As she watched him storm off into the busy streets, next to punks and communists and dangerous socialites alike, she realised he’d left some of his stuff here. Most of it was worthless, dirty magazines and old cassette tapes. Blondie, Madonna, Prince. But one thing caught her eye, a notebook by his bedside. Some of the scribbles she recognised from her accounting days, others were clearly going to be a problem.

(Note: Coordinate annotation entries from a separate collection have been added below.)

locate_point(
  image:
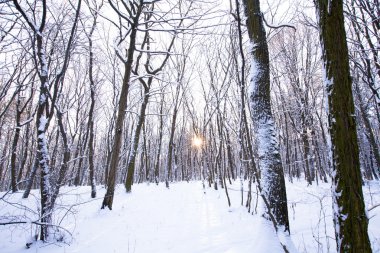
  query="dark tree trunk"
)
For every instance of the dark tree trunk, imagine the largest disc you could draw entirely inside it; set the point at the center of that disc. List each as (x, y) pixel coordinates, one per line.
(272, 175)
(118, 136)
(351, 222)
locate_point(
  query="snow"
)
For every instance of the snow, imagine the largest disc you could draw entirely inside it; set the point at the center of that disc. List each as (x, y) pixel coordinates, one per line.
(183, 218)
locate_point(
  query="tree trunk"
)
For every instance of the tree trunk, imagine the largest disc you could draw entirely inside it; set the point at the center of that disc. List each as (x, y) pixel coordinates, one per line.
(111, 178)
(351, 222)
(272, 180)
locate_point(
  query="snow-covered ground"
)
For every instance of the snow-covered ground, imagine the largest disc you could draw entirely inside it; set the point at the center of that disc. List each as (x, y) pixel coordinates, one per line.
(184, 218)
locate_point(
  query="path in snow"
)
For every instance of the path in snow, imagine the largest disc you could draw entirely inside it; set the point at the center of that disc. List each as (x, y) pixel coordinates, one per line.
(155, 219)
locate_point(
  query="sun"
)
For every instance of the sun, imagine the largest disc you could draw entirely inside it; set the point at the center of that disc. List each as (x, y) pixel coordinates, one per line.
(197, 141)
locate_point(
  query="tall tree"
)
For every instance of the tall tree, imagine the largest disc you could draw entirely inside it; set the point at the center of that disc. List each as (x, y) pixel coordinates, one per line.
(269, 160)
(351, 222)
(134, 9)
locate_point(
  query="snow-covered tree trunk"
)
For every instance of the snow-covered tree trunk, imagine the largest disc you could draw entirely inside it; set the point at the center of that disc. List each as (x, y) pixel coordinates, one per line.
(351, 222)
(269, 161)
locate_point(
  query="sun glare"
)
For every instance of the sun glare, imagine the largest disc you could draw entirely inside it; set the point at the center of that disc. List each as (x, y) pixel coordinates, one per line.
(197, 141)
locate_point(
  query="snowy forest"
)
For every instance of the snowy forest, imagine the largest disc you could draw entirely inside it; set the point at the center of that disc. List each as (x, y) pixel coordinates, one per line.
(189, 126)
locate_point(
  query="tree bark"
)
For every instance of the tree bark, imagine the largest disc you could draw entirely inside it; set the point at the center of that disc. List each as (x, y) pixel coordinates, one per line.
(269, 161)
(351, 222)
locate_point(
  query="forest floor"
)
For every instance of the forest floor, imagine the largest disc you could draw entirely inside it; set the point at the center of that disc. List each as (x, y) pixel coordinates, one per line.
(184, 218)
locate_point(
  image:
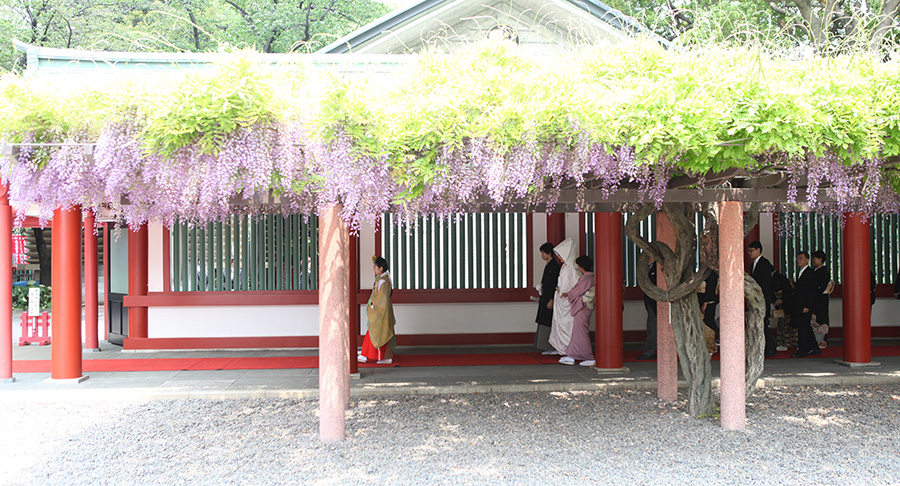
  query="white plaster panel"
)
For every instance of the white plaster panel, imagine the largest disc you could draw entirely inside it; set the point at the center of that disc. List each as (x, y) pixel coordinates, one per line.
(366, 250)
(471, 318)
(572, 230)
(234, 321)
(156, 269)
(539, 237)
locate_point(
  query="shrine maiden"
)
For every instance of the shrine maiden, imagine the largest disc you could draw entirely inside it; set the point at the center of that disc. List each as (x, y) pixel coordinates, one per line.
(380, 339)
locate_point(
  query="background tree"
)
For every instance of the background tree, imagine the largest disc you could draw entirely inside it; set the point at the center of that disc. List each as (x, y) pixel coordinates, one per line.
(179, 25)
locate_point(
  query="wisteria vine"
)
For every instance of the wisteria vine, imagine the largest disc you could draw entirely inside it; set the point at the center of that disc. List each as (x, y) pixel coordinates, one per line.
(452, 148)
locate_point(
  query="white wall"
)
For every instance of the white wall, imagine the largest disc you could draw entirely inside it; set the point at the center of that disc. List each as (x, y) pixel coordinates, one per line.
(234, 321)
(767, 235)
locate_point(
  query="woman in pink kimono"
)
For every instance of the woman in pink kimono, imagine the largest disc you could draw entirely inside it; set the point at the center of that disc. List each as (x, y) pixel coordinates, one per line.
(581, 298)
(380, 340)
(561, 331)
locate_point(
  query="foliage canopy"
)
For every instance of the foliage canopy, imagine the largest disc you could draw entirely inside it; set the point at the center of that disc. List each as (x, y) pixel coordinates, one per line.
(450, 132)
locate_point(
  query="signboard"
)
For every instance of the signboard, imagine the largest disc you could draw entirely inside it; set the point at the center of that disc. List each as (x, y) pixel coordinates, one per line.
(34, 301)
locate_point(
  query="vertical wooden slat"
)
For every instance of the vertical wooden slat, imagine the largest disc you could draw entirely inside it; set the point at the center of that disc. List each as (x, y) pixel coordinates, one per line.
(422, 239)
(201, 258)
(455, 266)
(278, 226)
(271, 260)
(502, 260)
(243, 267)
(517, 242)
(295, 251)
(191, 269)
(471, 251)
(226, 260)
(304, 254)
(217, 281)
(210, 257)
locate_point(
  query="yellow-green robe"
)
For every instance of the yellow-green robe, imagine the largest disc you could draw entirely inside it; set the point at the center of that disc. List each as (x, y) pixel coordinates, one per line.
(380, 312)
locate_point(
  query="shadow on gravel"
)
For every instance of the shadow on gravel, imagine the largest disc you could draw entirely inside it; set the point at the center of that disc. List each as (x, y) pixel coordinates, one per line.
(822, 435)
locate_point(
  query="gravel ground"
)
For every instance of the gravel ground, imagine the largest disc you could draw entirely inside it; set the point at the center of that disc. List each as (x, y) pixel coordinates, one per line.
(822, 435)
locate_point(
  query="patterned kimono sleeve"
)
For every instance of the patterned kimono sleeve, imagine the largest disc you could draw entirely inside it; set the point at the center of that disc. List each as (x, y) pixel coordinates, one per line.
(377, 310)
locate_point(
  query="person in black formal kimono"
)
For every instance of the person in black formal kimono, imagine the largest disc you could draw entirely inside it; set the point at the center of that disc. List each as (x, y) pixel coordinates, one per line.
(547, 289)
(708, 298)
(823, 289)
(650, 306)
(761, 271)
(804, 301)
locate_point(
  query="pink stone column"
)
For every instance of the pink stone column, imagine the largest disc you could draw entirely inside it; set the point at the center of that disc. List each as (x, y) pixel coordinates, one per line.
(666, 351)
(334, 324)
(731, 314)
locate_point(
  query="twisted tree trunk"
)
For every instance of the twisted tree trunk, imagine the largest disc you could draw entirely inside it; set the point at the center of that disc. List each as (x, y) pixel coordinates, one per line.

She stashed the book away and copied anything important into her own notes, the margins of her novels. Her dad’s pulp fiction classics filled with sex, violence and rebellion. The one she was reading now had a dashing young pirate on it. In thick black biro she made a note of every date and time and phone number she recognised.

Would she name drop him? Was Kenny even his real name? What difference would some smokey eyeliner drug mule do in the grand scheme of things anyway?

At the bunker, the much older Irene would admit how immature and dangerous this was, but how she’d never trade it in at all.

Her 22 year old self put out the cigarette. Inside smoking was still in vogue. Not that voguing had quite become popular yet.

She’d planned to make three important phone calls as soon as she was safe and alone.

One to a journalist. One to a killer. And one to a man who smelt of liquor and cigarettes, who’d left his notebook on the bedside table. She’d never know how much trouble she’d cause in doing so, She pushed her coins into a payphone and began to dial.